In those early years I yearned to grow, to know the fullness of the Christian life. I studied under the guidance of godly scholars such as Professor Richard Lovelace and Dr. Carl Henry. I read voraciously. But I was perplexed that Christianity seemed to be having so little impact on modern life. What was it, I asked, that God really wanted from His people? How should we live? And it was out of this struggle, as I've explained in the following introduction, that I wrote the book you are about to read, Loving God.
Few things God has done in my life have surprised me as much as this book. At the outset I had modest ambitions: It might reach some serious believers, maybe stir them to a more disciplined life, I hoped. But instead the book went through XX printings, was translated into twenty languages, over a half-million copies have been sold in the U.S., hundreds of thousands more distributed by the Billy Graham Association, and countless hundreds of thousands more overseas, reaching Europe, China, Korea, much of Africa, all of Latin America, and even behind the former iron curtain.
Over the thirteen years since this book was published, I have been humbled by the thousands of letters it has prompted from people in every station of life---from prime ministers to prisoners. The message is always the same: The writers' lives had been deeply affected. Some became believers; others discovered the true meaning of being a Christian---to love God and to love one another.
No letter touched me more deeply than one smuggled out of the then Soviet Union in 1990 and sent to the minister who had translated the book into Russian:
'You sent your book, Loving God to us, but for a whole month the prison authorities would not release it to us. When we found out about its existence, we complained to Moscow, and finally we were allowed to read this book. In our camp there are about 3,000 prisoners, and everyone has read your book. In actuality, every evening someone would read aloud while 15 to 20 others listened. It's good that you wrote about the author, Colson. When we learned that he too had been in prison, we understood that he knew the meaning of freedom. In other words, we who hated and thought that such feelings were experienced by all people, learned that it was possible to learn to love God and other people. ...'Semyon Gorokhov
Valentin Sukonin and the other 3,000 prisoners
12 June 1990
Still burned in my consciousness is the picture of Russian prisoners huddled around a single candle in a cold, barren prison camp, reading the words of this book. I couldn't help but think back on my years in the White House, when every effort was engaged in trying to affect Soviet policy. What I accomplished was nothing compared to what God had done through the pages of this manuscript, delivering one copy into a Russian prison.

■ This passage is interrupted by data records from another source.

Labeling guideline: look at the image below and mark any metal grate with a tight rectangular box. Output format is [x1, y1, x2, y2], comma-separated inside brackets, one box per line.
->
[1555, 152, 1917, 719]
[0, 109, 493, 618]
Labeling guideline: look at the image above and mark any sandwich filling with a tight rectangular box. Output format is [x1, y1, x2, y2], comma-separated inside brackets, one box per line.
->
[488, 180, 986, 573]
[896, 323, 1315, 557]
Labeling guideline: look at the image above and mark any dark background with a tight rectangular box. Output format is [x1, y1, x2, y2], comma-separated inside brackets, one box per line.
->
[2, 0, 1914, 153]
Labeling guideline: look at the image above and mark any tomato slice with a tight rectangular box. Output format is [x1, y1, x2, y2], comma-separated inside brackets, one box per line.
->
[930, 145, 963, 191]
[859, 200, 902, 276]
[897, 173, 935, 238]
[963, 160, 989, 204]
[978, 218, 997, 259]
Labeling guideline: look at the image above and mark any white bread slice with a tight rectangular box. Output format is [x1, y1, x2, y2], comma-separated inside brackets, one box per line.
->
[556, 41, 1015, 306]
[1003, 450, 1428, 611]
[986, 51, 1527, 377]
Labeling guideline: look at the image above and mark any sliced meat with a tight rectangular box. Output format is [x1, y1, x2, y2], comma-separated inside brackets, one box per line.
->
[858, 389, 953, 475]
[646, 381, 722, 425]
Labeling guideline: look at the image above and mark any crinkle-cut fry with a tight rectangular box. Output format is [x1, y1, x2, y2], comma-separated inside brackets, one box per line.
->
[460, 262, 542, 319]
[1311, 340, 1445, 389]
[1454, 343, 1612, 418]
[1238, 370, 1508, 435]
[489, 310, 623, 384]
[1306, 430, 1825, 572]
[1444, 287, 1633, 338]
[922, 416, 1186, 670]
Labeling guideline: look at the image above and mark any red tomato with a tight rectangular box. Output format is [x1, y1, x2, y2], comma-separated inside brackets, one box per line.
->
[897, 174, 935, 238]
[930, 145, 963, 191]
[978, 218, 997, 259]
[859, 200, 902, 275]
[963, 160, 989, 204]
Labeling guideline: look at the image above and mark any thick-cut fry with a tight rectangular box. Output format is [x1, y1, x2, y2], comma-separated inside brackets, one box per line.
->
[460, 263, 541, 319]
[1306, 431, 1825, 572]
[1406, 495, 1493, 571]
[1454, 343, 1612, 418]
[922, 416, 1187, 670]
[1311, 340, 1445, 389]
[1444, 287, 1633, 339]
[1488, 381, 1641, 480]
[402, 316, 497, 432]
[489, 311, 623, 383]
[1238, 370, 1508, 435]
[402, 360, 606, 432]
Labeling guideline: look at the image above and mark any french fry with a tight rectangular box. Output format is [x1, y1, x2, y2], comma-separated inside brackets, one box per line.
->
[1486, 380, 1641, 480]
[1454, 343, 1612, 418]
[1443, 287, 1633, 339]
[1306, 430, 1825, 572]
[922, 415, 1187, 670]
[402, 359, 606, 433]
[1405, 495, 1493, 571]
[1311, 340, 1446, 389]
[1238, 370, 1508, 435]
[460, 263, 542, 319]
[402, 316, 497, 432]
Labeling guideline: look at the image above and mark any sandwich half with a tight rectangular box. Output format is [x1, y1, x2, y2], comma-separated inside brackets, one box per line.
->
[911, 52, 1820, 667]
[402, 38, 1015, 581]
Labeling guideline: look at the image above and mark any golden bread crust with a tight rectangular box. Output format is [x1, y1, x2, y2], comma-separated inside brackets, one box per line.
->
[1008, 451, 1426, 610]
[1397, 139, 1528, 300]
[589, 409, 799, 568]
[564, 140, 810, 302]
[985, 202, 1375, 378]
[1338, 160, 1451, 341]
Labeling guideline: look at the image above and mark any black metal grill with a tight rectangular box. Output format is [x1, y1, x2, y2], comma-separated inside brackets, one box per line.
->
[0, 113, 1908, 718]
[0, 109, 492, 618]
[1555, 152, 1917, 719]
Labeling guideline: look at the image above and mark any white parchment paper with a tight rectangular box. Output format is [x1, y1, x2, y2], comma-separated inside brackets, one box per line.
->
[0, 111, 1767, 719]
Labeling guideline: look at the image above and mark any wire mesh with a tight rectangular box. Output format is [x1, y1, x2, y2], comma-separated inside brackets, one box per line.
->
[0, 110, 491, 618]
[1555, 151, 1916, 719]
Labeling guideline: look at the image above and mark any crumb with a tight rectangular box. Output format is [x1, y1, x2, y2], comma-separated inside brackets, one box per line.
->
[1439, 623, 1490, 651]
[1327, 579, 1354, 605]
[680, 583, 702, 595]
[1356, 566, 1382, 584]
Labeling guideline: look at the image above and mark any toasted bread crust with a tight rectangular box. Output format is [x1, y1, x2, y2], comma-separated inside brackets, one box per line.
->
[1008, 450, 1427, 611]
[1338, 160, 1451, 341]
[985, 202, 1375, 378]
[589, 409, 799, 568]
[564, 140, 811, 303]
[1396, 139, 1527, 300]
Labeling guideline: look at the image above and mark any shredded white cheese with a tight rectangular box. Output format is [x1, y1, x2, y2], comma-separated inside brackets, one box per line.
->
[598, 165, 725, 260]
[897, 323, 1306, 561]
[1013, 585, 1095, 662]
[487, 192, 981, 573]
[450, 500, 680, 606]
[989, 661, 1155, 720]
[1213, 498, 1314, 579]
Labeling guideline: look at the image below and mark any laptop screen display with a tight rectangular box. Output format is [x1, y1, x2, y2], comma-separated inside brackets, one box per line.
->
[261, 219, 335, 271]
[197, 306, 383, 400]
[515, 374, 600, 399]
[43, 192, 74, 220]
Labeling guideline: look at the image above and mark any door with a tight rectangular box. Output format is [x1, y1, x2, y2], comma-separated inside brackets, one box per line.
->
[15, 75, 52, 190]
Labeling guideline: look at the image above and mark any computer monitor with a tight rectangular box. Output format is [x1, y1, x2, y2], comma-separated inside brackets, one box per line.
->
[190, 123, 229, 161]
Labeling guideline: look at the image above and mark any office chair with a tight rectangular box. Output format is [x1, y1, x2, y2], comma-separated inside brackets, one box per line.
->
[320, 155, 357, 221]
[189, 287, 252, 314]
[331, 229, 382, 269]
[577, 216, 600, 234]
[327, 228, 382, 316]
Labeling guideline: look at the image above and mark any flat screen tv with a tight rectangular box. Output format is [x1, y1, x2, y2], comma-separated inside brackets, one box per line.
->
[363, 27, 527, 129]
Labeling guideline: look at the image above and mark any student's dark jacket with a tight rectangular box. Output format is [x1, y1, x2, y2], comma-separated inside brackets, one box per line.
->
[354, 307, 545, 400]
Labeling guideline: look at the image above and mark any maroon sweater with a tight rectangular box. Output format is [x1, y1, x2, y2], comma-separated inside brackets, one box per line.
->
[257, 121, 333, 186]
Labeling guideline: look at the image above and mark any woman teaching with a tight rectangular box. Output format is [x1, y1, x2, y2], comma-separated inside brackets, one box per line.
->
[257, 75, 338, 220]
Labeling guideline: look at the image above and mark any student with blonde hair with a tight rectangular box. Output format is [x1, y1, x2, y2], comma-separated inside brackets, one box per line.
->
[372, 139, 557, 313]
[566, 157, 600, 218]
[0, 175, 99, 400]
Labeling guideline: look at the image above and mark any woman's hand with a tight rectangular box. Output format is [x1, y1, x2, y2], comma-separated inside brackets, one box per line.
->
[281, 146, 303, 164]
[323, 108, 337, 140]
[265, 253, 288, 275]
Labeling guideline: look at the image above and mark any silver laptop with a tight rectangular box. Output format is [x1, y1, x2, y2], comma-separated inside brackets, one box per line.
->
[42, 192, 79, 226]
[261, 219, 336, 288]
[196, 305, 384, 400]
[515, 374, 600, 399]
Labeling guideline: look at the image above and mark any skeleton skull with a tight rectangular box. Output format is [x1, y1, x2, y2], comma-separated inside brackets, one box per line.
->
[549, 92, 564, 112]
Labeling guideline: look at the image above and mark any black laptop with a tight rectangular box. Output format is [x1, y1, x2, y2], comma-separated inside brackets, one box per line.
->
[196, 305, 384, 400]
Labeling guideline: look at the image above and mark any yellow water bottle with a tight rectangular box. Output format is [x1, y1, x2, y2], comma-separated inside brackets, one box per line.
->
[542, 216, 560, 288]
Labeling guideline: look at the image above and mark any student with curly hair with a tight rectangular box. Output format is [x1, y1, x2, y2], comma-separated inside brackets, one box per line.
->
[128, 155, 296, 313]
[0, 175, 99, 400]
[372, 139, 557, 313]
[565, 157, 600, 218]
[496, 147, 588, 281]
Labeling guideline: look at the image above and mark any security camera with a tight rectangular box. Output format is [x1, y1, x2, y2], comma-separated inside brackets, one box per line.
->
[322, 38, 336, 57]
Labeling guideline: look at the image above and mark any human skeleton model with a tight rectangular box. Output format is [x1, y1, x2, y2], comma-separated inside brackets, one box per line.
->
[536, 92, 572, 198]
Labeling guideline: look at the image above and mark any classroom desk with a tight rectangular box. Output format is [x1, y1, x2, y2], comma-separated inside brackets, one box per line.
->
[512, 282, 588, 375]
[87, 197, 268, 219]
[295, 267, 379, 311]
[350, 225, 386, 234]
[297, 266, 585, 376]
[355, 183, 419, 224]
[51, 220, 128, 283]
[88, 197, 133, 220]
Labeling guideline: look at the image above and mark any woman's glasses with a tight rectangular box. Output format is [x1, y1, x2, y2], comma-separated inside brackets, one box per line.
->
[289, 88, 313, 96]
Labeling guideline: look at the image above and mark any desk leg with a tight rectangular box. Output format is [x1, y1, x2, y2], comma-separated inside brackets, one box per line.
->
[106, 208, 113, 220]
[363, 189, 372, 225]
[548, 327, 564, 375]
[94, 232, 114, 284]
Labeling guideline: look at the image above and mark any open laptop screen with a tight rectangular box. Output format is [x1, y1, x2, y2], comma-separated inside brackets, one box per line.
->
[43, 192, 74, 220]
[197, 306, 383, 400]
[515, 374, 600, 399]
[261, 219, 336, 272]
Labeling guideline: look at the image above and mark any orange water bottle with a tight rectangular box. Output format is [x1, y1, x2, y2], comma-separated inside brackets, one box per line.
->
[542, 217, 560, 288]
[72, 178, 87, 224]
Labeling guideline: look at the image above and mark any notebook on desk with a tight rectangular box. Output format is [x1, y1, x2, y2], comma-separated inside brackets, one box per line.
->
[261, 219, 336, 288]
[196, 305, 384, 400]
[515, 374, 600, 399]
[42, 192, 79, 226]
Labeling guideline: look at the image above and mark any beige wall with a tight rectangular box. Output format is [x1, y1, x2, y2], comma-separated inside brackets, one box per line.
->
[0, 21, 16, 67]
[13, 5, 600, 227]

So I am overjoyed at Zondervan's decision to reprint this book. The need for its message is as great today, maybe greater, than when it was first published thirteen years ago. Then the forces of secularism were on the ascendancy, American culture was in the grips of selfish individualism and empty consumerism; Christian values were in retreat. Since then, however, the culture war has only intensified; postmodernism---the belief that there is no truth and no God---is dominant among secular elites. Christianity has been driven to the margins of society. So never has the need for Christians to be serious about their faith been greater, and never has the message of this book been more urgent.
I pray that as you read through the pages that follow, God will touch your life and you will discover what those Russian prisoners did---that even in the ugliest of times and in the ugliest of circumstances, it is possible to love God and other people.